Attention: all assholes that think/thought that symphonic means “For Pussies”, this album along with acts like Hellveto are reinventing the style by giving it a true demonic possession that nothing can exorcise. I would really have to say that this release not only towers over others in that style but is even one for those of us who really enjoy the neo-classical/black ambient/ martial/ black-folk stuff. Honestly, it’s not everyday that something comes my way that is so intense that it busts my jaw open so and I have to review it ASAP before the shock wears off and I lose my initial thoughts on the album. I’ve been hearing about this USBM project for some time now and expected something along these lines, but not being this brilliantly evil and haunting of a BM soundtrack to an occult symphony of horrors and pure depression. I’m thrown off, but not disappointed as this is some wicked shit.

If there was one album that I’ve heard in a few years that screams out “Soundtrack to old silent horror films” this would be the one, and that’s a long list to top. Poison is not an album to go into with any expectations; it’s a soundtrack to a weird dream, a “Little shop of Horrors”, a tragic tale of loneliness and even victory, only to be experienced, and not just heard. It reminds me of the original Nosferatu, Vampyr, and The Cabinet of Dr. Caligari films, where a monster is resurrected in the night and reigns terror over the villagers through nightmares and murders. Not quite a symphony for the depraved but is definitely sinister and essential for those who like the real sound of darkness and mystery. Highly recommended for fans of: Velvet Cacoon, Gnaw Their Tongues, Alcest, Caina, Hellveto, Blood of the Black Owl, Summoning, Gravsahl, Brown Jenkins, Ebonillumini, Finnr’s Cane; but I’d say that anyone into: Steinklang/Ahnstern releases, Cold Meat Industry, Tesco, Old Europa Café, Soleil Moon, Cold Spring, and the War Office Propaganda labels will definitely appreciate this one.

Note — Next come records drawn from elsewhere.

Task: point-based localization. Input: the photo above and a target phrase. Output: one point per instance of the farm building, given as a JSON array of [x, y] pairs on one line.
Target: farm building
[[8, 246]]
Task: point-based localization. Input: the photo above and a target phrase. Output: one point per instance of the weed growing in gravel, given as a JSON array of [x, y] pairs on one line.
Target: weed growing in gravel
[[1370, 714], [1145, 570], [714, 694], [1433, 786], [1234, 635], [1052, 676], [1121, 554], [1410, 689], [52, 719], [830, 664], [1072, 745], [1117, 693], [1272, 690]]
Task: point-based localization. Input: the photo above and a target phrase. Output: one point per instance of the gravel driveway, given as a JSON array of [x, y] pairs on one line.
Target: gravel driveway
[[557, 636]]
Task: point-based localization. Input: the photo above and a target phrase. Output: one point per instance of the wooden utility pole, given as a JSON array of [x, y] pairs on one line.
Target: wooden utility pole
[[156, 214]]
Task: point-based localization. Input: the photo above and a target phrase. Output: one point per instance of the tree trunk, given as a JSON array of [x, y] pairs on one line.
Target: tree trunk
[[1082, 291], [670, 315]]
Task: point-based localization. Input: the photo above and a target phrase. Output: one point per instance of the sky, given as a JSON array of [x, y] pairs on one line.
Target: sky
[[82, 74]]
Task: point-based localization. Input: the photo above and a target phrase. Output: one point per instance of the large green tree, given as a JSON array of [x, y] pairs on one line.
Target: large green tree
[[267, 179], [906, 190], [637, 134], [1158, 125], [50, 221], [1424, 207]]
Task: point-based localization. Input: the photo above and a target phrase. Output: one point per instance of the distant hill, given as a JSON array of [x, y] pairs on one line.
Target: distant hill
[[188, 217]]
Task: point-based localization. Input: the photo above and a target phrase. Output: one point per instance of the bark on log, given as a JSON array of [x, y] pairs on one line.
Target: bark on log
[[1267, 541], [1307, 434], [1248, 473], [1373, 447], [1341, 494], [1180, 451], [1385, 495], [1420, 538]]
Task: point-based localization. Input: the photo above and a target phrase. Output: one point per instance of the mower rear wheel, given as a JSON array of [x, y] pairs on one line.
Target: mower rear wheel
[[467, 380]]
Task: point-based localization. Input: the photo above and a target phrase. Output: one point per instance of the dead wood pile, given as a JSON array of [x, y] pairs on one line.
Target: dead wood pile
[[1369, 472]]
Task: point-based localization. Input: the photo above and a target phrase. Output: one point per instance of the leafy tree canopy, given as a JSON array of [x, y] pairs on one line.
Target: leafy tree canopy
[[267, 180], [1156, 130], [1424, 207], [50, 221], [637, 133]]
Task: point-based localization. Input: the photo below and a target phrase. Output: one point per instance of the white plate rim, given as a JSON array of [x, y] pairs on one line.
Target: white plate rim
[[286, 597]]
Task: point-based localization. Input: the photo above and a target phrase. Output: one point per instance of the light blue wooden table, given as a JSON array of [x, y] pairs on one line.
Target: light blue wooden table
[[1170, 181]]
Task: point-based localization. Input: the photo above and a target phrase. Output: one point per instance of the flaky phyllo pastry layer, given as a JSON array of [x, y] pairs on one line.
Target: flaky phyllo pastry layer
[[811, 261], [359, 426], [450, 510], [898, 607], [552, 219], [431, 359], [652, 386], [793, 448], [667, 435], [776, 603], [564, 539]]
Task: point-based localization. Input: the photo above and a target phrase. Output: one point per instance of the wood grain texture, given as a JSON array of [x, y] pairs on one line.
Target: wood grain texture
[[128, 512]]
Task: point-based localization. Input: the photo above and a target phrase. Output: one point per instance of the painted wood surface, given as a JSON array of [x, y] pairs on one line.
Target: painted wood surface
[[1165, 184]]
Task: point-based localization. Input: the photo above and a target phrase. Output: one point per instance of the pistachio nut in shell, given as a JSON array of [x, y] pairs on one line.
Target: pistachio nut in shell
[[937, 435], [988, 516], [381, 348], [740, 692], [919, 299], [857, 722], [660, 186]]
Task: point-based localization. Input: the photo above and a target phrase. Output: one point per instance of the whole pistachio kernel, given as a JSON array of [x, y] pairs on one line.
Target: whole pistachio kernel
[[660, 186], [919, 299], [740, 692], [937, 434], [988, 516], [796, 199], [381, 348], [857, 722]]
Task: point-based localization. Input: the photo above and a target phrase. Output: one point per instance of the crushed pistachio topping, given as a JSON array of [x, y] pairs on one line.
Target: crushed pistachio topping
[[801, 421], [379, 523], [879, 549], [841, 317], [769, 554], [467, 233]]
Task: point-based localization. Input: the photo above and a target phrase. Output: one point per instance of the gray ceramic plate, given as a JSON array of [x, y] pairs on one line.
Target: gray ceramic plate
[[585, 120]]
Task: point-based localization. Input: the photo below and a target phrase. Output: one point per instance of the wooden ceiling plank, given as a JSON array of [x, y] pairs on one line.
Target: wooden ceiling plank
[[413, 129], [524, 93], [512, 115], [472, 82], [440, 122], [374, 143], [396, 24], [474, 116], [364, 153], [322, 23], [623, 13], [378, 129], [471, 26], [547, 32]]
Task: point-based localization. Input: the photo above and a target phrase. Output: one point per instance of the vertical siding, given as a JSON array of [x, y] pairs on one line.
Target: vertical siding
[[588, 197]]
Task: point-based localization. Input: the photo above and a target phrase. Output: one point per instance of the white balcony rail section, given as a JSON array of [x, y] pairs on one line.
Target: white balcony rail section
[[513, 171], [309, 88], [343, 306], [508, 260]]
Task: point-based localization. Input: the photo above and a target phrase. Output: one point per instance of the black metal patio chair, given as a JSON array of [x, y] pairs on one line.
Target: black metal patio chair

The sound coming from this album is so cold at times that it will freeze your blood in an instant, then it proceeds to put you into a state of hypothermia, that’s the level of dynamics here. If it’s not the piano on “Leaving the Watership Down”, or the presence of female ethereal vocals buried within the violins and distorted guitar on “Harlow’s Vertical Chamber Apparatus”, it’s the sound of something haunting within the mix that really brings this album together. There’s even some raw BM aggression that stirs within and becomes violent and manifested on “ No Quarter at the Somme”. The sound here is HUGE, actually MASSIVE, so much that you’d swear this was a real orchestra, and each track flows perfectly into the next without any interruption. The musicianship, production, composition, atmosphere, and experience are perfect. I will almost guarantee that this is an album that not too many will have ever heard before.